# Azure Cognitive Search Vector Search Code Sample with Azure OpenAI
This code demonstrates how to use Azure Cognitive Search with OpenAI and Azure Python SDK
## Prerequisites
To run the code, install the following packages. Please note that the `pip install azure-search-documents==11.4.0a20230509004` is currently using the Dev Feed. For instructions on how to connect to the dev feed, please visit [Azure-Python-SDK Azure Search Documents Dev Feed](https://dev.azure.com/azure-sdk/public/_artifacts/feed/azure-sdk-for-python/connect/pip).

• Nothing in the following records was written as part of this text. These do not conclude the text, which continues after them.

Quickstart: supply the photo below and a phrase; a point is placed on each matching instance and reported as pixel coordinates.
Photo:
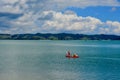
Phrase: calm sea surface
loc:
(45, 60)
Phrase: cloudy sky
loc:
(60, 16)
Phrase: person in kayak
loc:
(68, 54)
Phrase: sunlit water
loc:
(45, 60)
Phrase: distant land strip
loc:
(59, 36)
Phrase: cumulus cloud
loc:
(60, 22)
(46, 16)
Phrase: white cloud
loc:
(77, 24)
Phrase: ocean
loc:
(45, 60)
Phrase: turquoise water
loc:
(45, 60)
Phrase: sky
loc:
(60, 16)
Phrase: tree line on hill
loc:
(59, 36)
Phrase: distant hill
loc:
(59, 36)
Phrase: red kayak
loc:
(68, 55)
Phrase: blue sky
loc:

Alternatively, feel free to use the python wheel located in the build folder. 

In [None]:
! pip install ../build/azure_search_documents-11.4.0b4-py3-none-any.whl  
# ! pip install azure-search-documents==11.4.0a20230509004
! pip install openai
! pip install python-dotenv
! pip install tenacity

## Import required libraries and environment variables

In [8]:
# Import required libraries  
import os  
import json  
import openai  
from dotenv import load_dotenv  
from tenacity import retry, wait_random_exponential, stop_after_attempt  
from azure.core.credentials import AzureKeyCredential  
from azure.search.documents import SearchClient  
from azure.search.documents.indexes import SearchIndexClient  
from azure.search.documents.models import Vector  
from azure.search.documents.indexes.models import (  
    SearchIndex,  
    SearchField,  
    SearchFieldDataType,  
    SimpleField,  
    SearchableField,  
    SearchIndex,  
    SemanticConfiguration,  
    PrioritizedFields,  
    SemanticField,  
    SearchField,  
    SemanticSettings,  
    VectorSearch,  
    VectorSearchAlgorithmConfiguration,  
)  
  
# Configure environment variables  
load_dotenv()  
service_endpoint = os.getenv("AZURE_SEARCH_SERVICE_ENDPOINT")  
index_name = os.getenv("AZURE_SEARCH_INDEX_NAME")  
key = os.getenv("AZURE_SEARCH_ADMIN_KEY")  
openai.api_type = "azure"  
openai.api_key = os.getenv("OPENAI_API_KEY")  
openai.api_base = os.getenv("OPENAI_ENDPOINT")  
openai.api_version = os.getenv("OPENAI_API_VERSION")  
embedding_deployment_name = os.getenv("OPENAI_EMBEDDING_DEPLOYMENT_NAME")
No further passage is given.